Of course, if you are disabled and you fail your medical – which seem on the evidence I have seen to be a hollow performance reminiscent of show trials, something which must be seen to be done but whose meaninglessness resides in the fact the outcome is decided before you even step into the room – you can go on jobseeker’s allowance, and be given a pitiful amount in return for applying for a set number of jobs which you are unable to do.  Or you can appeal – a hugely stressful and slow process during which you must accept a forty per cent cut in benefits.  The cynical might suggest that this is so you will be so beaten down, exhausted and disheartened - with mounting debts and the inability to do the basic things, like eating, that we all take for granted – that you will give up in the face of heartless and faceless bureaucracy, an omnipotent system you will never beat.  I wouldn’t dream of such a thing – nonetheless the process would seem to go against the basic tenet of innocent until proven guilty and turn it on its head.  And guilty of what?  Bringing me neatly back to my initial point – guilty of being a burden.

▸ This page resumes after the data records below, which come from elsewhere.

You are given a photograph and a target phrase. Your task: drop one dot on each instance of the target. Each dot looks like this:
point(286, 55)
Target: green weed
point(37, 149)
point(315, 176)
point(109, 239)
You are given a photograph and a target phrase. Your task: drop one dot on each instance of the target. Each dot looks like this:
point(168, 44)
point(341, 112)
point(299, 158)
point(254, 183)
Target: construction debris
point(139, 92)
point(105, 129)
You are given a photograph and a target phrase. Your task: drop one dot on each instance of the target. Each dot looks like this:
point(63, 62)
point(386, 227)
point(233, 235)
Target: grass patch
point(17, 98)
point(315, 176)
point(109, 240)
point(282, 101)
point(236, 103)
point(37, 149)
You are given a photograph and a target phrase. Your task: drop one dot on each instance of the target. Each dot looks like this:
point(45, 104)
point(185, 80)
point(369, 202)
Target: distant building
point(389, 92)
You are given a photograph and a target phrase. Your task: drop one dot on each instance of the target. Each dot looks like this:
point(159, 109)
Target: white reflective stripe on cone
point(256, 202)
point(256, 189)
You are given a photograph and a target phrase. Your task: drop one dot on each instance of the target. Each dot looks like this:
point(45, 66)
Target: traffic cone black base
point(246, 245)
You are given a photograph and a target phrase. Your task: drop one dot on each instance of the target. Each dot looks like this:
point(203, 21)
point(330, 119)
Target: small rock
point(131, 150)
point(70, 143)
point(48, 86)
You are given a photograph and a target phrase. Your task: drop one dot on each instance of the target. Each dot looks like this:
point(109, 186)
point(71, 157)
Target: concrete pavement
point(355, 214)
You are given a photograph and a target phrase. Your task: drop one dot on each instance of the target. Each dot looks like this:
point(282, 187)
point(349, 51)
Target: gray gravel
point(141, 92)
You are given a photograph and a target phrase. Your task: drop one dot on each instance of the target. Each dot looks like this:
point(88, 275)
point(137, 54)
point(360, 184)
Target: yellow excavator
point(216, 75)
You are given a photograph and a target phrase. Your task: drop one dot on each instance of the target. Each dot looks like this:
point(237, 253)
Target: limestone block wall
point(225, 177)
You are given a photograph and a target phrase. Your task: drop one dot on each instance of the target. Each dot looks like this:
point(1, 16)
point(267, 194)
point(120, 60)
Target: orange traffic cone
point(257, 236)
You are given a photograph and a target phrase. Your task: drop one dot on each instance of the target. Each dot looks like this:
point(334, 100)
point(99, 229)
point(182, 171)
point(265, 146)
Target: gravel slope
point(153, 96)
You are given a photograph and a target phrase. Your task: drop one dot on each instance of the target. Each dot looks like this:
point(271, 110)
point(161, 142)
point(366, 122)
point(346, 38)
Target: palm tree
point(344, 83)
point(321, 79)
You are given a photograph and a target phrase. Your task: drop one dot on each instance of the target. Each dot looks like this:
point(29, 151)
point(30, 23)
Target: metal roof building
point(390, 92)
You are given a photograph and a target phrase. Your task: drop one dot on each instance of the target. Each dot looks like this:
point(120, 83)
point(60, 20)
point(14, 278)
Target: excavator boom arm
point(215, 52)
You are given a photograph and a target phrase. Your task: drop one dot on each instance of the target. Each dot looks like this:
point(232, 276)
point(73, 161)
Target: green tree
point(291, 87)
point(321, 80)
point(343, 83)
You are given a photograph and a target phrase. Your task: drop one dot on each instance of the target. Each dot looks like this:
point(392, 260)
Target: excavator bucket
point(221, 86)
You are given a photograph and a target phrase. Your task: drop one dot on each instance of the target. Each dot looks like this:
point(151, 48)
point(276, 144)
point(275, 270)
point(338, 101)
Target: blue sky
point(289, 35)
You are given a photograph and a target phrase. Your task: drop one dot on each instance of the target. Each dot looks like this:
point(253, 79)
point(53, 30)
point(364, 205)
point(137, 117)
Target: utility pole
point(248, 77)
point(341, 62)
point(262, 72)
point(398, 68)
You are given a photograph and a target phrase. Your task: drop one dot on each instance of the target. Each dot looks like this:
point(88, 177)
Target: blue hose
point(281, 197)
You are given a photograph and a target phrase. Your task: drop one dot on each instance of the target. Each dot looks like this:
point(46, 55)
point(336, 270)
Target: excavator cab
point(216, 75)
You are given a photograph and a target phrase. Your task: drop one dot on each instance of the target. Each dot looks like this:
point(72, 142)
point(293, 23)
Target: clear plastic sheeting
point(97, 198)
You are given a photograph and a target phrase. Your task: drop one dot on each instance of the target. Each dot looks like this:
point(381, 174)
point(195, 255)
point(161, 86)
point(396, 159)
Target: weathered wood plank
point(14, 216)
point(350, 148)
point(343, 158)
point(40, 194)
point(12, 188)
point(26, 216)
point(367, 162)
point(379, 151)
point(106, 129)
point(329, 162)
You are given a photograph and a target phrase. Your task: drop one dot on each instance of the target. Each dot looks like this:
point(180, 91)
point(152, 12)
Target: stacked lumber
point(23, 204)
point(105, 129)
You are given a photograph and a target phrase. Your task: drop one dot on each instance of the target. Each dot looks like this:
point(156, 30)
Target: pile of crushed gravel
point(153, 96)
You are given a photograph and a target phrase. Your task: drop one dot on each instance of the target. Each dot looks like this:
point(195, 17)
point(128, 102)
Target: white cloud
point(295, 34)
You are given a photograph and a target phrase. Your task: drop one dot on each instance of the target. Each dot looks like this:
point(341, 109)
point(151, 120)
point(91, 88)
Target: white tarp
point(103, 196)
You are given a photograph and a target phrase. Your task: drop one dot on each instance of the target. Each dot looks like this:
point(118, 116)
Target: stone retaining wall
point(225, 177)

Then there is the issue of those in early recovery from addiction.  Contrary to populist rhetoric casting addicts as granny-mugging demons in our midst, those who have successfully overcome addictions with the help of treatment are usually courageous individuals who have faced down huge socio-economic and personal barriers – empirical research shows a high correlation between childhood abuse and addiction in later life, for example – to turn their lives around.  Now let’s say you are a bastion of true middle England conservatism and still can’t muster an ounce of compassion for such people, let alone the round of applause they deserve.  Well then, there is still an economic argument to be made.  What is the sense in investing thousands in costly treatment programmes only to then turf still vulnerable adults into penury, exacerbating the risk of relapse, depression, and a return to old and possibly criminal behaviours, all of which will cost the taxpayer far more in the long term?  But don’t worry, Cameron’s got the answer – cut funding for drug treatment so drastically there won’t be any recovering addicts!

It’s the same kind of short-sighted false economy which saw the closure of Sure Start children’s centres, which have been shown in longitudinal studies following children in such programmes to adulthood to produce innumerable societal and economic benefits such as stable employment, lack of involvement in criminality, higher literacy, better health and so forth, saving the taxpayer countless sums for every pound spent – even without moral considerations, such a return on investment is a worthy enterprise, surely?  The same holds true for cutting the benefits of the ill and disabled – health care costs in the long run will totally eclipse any short term savings of a paltry few pounds a week. 

The poor, the vulnerable and the disabled didn’t cause this crisis.  We all know who did, and the fact is that regardless, if the superrich who dodge their taxes, greedily hoarding what would be a drop in the ocean in terms of their billions, were all made to pay up, the country’s deficit would be paid and we’d still be £70 billion in credit!  Tax evasion costs the country billions more than the benefits bill, but you won’t read about that in the Daily Mail.

For those of us who still believe that the mark of a society is how it treats its most vulnerable members, we live in frightening times indeed.